Adalah seorang – katakanlah – muridku. Kebetulan aku
pernah mengajar di sebuah lembaga pendidikan non formal, sesuai latar belakang
pendidikanku di bidang pengajaran. Murid itu, sebutlah namanya Bara, sepertinya
memang tipe laki-laki “keukeuh” kalau
sudah punya mau. Aku sempat sedikit terganggu dengan metode pendekatannya yang
menurutku agak membabi buta. Mengantar jemputku adalah sebuah kewajiban
baginya. Padahal mulanya aku menolak mentah-mentah. Tapi dia tidak pernah kecil
hati sampai akhirnya hatiku luluh dan menerima tawaran itu. Maksudku hanya
sekali itu, untuk membuatnya senang saja. Tapi yang sekali itu malah membuatnya
menjadi berada diatas angin untuk kemudian selalu menawari jasa ojeknya setiap
pulang, bahkan mengantarku kemanapun aku ingin pergi.
Hal lain yang membuatku sedikit jengah adalah
kebiasaannya memujiku. Pujian itu kadang-kadang berlebihan. Aku sering
menanggapinya dingin, bahkan terkadang membantahnya. Karenanya suatu kali dia
bertanya kenapa sepetinya aku tidak senang kalau dia memujiku. Aku bilang bukannya
tidak suka, tapi kalau sering-sering jadi basi. Ternyata dia menyamaratakan
semua wanita. Dianggapnya semua wanita senang dipuji, apalagi yang agak
berlebih. Hmmm..., dia belum tahu siapa aku... Tapi selain semua sikap
kekanak-kanakan yang dimilikinya, ternyata aku menemukan satu sifat ngemong pada dirinya. Mungkin karena dia
anak sulung sedangkan aku anak bungsu, jadi klop lah....
Satu
hal yang harus kuakui tentang dirinya, dia adalah cowok yang punya tipe yang
selama ini aku hindari: tinggi, kurus, putih, tampang cute, gaya funky (memakai
rantai-rantai tak jelas, gelang cowok dan sebagainya), dan – ini dia yang
paling parah – lebih muda, 4 tahun pula. Yah.., memang yang namanya perasaan tidak
bisa berpatokan pada teori. Memang sih pada akhirnya hubungan kita tidak
berlanjut karena dia yang merasa “terlalu beda dan terlalu jauh” denganku. Tapi
dalam hidup, kita bisa saja bilang suka seseorang seperti ini-itu dan sebagainya,
tapi ketika hati sudah terpaut, kita bisa saja mendapat seseorang yang bertolak
belakang dari yang kita bilang.
Aku
jadi ingat cerita salah seorang dosenku dulu. Dia cerita, dulu sebelum menikah,
dia punya daftar yang sangat panjang untuk persyaratan bagi wanita yang akan
menjadi pasangan hidupnya nanti, harus begini, harus begitu, dan sebagainya.

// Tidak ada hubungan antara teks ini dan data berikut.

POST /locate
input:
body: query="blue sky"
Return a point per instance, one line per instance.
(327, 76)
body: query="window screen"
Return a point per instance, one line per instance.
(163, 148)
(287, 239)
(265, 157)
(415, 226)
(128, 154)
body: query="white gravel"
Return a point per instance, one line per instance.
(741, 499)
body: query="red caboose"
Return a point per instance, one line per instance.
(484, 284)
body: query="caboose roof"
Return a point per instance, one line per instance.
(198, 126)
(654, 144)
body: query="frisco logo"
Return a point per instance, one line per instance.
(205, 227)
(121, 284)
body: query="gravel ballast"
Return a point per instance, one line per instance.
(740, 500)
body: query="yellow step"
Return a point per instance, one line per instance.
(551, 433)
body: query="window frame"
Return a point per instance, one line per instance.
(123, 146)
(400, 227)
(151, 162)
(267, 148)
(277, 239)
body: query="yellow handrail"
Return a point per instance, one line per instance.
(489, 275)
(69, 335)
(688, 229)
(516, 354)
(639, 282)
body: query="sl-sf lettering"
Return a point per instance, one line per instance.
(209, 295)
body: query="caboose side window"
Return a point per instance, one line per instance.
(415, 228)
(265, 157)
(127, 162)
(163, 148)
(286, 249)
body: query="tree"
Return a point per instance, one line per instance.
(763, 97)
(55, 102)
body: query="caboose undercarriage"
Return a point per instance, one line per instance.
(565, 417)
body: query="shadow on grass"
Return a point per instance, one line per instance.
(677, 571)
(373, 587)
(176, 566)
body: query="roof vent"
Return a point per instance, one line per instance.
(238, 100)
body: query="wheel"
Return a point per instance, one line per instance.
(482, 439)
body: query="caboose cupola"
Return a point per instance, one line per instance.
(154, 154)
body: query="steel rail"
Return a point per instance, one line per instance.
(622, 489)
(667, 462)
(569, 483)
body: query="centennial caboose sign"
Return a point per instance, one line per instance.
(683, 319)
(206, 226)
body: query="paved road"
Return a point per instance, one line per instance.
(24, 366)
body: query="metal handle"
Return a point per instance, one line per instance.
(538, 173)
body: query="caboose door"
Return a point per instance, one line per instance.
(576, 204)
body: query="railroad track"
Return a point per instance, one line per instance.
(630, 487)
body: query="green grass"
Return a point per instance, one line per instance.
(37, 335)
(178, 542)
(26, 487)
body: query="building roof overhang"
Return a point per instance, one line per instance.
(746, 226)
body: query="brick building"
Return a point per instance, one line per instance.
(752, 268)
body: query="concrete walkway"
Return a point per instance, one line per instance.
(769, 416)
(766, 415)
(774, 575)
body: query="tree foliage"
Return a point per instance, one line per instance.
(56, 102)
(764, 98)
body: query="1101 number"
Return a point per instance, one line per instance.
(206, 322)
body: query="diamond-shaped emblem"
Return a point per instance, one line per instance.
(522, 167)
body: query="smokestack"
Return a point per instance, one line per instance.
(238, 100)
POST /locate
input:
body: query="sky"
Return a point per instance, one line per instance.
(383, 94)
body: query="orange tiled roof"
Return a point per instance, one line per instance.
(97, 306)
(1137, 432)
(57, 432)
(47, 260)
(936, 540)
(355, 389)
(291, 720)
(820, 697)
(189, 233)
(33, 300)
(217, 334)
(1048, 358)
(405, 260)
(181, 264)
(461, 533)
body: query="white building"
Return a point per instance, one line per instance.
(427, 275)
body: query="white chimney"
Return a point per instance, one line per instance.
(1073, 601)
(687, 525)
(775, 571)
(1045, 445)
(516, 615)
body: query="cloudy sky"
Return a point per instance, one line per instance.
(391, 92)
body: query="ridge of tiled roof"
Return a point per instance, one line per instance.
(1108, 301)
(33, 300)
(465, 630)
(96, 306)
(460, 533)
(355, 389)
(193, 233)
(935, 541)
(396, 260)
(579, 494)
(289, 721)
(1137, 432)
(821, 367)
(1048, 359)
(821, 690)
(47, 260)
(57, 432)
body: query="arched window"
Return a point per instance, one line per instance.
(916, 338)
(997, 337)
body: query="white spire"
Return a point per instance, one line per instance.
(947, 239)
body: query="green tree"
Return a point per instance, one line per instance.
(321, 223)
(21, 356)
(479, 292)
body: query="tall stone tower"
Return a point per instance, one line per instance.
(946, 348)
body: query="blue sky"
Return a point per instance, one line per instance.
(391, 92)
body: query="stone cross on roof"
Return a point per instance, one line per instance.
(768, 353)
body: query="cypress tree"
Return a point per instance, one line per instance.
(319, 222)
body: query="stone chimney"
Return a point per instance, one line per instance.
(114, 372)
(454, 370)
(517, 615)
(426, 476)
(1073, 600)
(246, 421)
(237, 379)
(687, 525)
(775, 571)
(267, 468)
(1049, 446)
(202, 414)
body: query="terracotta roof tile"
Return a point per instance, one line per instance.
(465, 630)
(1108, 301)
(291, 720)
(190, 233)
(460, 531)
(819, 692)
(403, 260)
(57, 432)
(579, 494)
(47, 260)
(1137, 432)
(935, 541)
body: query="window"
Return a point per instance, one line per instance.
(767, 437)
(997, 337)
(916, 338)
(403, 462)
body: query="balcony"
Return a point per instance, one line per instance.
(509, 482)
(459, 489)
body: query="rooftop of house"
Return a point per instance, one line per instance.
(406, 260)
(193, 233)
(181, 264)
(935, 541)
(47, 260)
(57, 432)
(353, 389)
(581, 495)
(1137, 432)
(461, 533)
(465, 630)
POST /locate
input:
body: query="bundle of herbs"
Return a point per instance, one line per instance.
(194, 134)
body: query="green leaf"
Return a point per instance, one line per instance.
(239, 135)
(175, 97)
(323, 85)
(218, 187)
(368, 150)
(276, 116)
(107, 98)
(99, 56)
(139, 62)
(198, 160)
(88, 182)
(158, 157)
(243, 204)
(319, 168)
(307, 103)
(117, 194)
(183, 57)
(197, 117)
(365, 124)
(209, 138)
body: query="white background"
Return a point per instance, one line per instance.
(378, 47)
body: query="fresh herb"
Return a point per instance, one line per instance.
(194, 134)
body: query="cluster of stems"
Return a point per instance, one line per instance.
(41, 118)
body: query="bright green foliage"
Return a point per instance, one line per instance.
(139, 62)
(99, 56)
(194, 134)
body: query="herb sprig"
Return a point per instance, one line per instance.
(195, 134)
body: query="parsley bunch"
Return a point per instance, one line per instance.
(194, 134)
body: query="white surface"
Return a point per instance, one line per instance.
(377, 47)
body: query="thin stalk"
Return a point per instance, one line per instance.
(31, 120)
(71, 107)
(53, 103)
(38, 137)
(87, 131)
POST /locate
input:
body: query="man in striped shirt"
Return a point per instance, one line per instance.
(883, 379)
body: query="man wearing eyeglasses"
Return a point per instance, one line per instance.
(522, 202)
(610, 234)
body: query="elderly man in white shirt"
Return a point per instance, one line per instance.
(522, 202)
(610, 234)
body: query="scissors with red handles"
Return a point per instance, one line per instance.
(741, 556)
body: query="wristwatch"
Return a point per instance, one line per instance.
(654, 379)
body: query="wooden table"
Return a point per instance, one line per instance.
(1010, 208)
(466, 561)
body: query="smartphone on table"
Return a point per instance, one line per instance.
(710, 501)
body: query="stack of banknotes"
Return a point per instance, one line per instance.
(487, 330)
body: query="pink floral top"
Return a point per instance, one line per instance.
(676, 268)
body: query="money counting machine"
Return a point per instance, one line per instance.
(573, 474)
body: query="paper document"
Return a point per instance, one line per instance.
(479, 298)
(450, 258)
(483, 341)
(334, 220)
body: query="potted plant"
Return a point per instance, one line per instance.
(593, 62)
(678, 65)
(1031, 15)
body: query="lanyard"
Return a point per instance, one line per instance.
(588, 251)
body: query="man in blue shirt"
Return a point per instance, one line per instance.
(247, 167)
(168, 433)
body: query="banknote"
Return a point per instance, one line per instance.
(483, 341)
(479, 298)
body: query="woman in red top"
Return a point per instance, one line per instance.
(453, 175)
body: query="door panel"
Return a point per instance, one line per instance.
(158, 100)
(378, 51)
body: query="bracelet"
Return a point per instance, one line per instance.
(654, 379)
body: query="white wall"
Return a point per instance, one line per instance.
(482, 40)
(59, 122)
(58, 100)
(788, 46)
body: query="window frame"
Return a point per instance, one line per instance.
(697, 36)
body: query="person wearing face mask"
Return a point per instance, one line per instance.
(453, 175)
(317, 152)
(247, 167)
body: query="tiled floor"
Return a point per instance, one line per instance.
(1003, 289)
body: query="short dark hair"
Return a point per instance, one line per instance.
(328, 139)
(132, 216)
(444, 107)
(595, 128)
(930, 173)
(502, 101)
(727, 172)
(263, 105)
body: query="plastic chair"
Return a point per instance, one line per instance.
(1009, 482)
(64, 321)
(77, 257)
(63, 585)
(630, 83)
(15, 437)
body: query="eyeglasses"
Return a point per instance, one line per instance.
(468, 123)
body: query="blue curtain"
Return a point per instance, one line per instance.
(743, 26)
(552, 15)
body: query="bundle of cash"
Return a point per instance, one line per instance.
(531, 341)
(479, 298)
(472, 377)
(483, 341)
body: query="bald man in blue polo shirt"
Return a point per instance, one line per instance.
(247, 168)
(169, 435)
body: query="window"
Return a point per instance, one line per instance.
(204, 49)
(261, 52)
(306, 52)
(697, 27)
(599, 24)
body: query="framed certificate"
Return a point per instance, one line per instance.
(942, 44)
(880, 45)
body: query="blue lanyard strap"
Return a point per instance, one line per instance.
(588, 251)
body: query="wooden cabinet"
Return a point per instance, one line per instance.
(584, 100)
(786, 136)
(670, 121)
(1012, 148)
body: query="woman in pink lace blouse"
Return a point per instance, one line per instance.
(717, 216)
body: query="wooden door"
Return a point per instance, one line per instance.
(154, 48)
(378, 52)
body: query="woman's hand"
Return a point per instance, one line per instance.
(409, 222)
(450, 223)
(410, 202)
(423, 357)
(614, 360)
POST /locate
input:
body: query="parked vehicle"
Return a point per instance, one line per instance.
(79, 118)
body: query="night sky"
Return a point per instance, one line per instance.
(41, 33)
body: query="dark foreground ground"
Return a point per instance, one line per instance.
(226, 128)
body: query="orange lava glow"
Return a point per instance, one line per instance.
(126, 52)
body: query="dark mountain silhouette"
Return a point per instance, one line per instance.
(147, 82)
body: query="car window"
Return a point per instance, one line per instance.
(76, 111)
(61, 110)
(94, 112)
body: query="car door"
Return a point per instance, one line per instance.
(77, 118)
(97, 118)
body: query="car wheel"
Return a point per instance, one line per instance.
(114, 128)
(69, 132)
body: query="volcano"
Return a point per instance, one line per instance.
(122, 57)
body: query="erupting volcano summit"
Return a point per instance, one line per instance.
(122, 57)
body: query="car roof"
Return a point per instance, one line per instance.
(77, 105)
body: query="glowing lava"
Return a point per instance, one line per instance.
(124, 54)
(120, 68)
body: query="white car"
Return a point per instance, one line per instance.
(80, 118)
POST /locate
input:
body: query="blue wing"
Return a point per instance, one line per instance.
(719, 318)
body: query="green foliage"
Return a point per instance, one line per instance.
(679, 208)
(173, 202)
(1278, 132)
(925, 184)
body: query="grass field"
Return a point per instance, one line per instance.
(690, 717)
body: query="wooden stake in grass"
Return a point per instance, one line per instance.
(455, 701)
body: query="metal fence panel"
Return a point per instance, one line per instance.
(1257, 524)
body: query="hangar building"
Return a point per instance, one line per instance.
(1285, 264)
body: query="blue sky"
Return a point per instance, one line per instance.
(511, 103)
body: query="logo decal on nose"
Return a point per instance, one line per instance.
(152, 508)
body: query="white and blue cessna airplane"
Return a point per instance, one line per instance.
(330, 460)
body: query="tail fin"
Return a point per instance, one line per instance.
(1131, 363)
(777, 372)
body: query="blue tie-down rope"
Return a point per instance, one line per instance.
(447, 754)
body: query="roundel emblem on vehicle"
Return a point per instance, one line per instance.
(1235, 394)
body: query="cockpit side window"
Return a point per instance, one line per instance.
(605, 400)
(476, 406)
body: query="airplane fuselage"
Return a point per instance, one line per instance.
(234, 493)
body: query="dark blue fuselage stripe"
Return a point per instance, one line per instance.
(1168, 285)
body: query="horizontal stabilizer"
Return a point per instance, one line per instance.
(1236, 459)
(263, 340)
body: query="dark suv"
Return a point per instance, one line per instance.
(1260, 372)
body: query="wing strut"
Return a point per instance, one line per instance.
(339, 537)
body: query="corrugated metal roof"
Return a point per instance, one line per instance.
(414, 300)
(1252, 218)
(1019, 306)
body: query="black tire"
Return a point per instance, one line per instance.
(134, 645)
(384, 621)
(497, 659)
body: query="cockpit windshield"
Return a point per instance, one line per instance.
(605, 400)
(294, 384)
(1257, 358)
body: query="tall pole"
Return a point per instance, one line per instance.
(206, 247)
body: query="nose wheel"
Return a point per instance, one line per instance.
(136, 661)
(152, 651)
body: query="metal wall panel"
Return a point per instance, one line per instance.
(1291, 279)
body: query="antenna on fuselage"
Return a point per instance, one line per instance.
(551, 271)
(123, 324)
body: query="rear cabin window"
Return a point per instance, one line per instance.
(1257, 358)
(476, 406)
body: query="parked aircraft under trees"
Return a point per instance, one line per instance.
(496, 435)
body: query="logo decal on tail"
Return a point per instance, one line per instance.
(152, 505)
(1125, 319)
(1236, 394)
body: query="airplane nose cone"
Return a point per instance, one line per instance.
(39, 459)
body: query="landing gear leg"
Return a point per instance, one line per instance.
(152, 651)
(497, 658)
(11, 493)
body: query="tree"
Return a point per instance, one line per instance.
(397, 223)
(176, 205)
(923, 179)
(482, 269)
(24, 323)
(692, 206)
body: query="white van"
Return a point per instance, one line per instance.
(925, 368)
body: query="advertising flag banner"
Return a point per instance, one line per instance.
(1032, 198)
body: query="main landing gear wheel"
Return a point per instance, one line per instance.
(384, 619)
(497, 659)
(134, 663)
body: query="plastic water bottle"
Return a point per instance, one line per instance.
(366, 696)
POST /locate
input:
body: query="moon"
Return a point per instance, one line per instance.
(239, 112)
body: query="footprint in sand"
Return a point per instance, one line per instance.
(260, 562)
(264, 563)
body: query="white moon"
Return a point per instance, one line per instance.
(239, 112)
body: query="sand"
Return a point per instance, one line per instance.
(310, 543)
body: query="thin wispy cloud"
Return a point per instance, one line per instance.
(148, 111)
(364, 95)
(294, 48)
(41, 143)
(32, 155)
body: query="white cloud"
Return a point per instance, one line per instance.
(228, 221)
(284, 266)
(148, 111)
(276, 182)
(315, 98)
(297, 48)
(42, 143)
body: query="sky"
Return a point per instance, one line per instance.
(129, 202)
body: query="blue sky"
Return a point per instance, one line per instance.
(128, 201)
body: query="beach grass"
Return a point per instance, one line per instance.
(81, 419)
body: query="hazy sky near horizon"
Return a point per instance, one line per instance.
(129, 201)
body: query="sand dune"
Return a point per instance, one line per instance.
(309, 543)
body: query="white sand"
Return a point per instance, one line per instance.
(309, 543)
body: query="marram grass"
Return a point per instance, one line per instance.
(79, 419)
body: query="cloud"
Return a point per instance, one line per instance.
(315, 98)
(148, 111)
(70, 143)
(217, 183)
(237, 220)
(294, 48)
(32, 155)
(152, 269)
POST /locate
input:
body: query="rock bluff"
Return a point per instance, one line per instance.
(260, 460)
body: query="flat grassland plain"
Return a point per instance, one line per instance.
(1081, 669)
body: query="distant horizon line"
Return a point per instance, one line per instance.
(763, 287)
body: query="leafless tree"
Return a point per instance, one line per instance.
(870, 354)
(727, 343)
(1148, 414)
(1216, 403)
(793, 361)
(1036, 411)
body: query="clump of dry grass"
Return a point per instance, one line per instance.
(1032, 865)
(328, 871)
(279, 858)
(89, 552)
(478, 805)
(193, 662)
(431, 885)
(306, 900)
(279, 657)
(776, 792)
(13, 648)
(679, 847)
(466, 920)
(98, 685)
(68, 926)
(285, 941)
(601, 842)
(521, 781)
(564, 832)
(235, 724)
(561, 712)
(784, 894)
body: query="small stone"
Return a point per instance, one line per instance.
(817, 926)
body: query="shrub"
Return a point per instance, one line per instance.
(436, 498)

Tapi sekarang setelah akhirnya mendapat jodoh, dari semua daftar itu, hanya
satu yang terpenuhi, dan itu adalah….WANITA… Kontan seluruh isi kelas tertawa
terbahak-bahak... Ternyata dalam daftarnya itu tertulis wanita, putih,
langsing, hidung bangir, bibir merah delima, rambut mayang terurai, suara
lembut, kulit halus, senyum indah, berlesung pipi, patuh, malu-malu kucing, dan
sebagainya, tapi nyatanya dia mendapat istri yang tipikalnya seperti ‘kucing
hitam betina yang sedang hamil’…, hahaha….
Namun
cerita konyol tapi nyata itu sangat memberiku inspirasi untuk sadar bahwa kita
boleh saja punya segudang daftar tipe pasangan ideal, tapi yang namanya hidup,
mati, rejeki dan jodoh, sudah ditetapkan dalam “kontrak hidup” kita dengan
Tuhan sebelum kita lahir, sehingga yang seperti apapun yang kita dapatkan,
berarti itulah yang kita sepakati dalam “kontrak hidup” itu.